Even a quieter El Nino season will not bring North Carolina package pricing back, because the cost of rebuilding the state is structurally higher now and the rebuild of western North Carolina is still underway.
What does this look like for one real renewal?
To make it concrete, take a small multifamily property in Raleigh: five to 50 units, gross income under $500,000, replacement cost value under $3 million, built before 1980, with a renewal due in 90 days. The broker has come back and said the market is hard and this is the best price available. Here is what the data adds.
The estimated rate online, the cost per $1,000 of coverage, comes in around $4.99. Two of the building's own characteristics are pulling that price down: its replacement cost value is worth about a 23.4% reduction and its rent profile about 15.7%. So the asset itself looks good. What pushes the number back up is location and placement: the carrier is adding about 12.3% and the geographic region another 9.8%.
That distinction matters, because the carrier is a placement decision, not a fixed market condition. Looking at who actually writes this risk, there are only a couple of carriers in the peer set, roughly Nationwide near $6.95 and a Westchester surplus lines option near $7, a tight and expensive range with no low-cost carrier competing at the bottom. That tells you where the leverage is, and it is not carrier shopping.
The conversation with your broker is less about carrier shopping and more about the factors you can actually influence, like policy structure, which here is pulling price down by about 10.1%.
The point of the scenario is that the levers are visible. You can see which factors are helping you, which are hurting you, who is competing for the risk, and where there is room to move, instead of accepting a single number with no context.
Will a strong El Nino bring relief?
This is the trap. La Nina is fading, NOAA has issued an El Nino watch, and some models point to a strong El Nino arriving around peak hurricane season. The instinct is that fewer storms must mean lower insurance costs. That is not how pricing works.
El Nino suppresses storm activity on average, but it does not eliminate risk; Hurricane Andrew, one of the most destructive storms in US history, came during an El Nino year, and one storm is all it takes to reset a market. More importantly, carriers are not waiting to reprice downward. The reset that happened in North Carolina, and the pricing baked in across six years, does not automatically unwind when the cycle flips.
La Nina priced these markets up asymmetrically. El Nino will not price them back down the same way.
The one piece of good news is visibility: if carrier appetite starts to shift or competition opens back up at the bottom of the market, it shows up in the transaction data before most owners feel it at renewal.
What should you actually do before your renewal?

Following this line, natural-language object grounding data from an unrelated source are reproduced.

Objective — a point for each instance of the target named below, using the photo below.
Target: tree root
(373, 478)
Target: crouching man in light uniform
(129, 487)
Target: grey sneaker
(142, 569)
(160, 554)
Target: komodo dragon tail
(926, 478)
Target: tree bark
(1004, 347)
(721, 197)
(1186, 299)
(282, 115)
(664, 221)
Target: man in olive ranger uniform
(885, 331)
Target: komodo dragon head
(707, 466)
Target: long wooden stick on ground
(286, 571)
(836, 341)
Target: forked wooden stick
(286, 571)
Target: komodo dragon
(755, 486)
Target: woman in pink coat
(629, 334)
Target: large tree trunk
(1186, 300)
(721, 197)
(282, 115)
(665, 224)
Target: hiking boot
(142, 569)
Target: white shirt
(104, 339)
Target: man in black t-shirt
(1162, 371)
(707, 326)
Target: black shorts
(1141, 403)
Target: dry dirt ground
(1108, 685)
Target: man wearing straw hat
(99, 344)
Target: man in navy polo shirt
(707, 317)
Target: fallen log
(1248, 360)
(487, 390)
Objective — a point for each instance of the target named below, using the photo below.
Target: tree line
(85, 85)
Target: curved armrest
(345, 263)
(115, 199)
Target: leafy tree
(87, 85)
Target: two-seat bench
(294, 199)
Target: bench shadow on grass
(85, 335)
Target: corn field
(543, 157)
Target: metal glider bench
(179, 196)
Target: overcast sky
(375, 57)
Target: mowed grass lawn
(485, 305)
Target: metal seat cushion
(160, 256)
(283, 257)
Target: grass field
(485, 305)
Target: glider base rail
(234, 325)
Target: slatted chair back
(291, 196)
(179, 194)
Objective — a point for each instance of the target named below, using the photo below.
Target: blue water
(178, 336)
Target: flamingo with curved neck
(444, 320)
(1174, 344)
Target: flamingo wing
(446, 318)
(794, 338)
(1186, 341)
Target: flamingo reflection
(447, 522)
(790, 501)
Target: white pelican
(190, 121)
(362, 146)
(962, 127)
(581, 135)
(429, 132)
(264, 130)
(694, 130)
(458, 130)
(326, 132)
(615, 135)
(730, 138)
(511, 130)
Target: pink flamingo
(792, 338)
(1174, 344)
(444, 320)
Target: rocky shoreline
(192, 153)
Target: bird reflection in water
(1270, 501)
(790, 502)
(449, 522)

The episode lands on three audiences. If you own or operate in a named storm market, the CPI floor should change how you think about timing. Waiting out a hard market in the hope that pricing returns to where it was is no longer supported by the data, because the floor is higher every year. Waiting is not a strategy; understanding what is driving your specific number and finding the available leverage is.
If you own in North Carolina, the construction overlay is worth sitting with, because it says the market has not found its new normal yet. You are renewing in a market that is still actively repricing itself, so the factor analysis is where any leverage will show up.
And if you are a lender or debt fund underwriting in these markets, the two overlays should change how you model insurance going forward. It is not enough to look at current pricing and assume it reverts to the mean. A named storm market with a rising CPI floor and a North Carolina-style market still finding its baseline produce materially different net operating income projections over a five-year hold, and most models do not distinguish between them.
That is not a weather story. That is a pricing story. And the things driving it underneath, inflation, construction cost, and carrier concentration, are all visible in the data.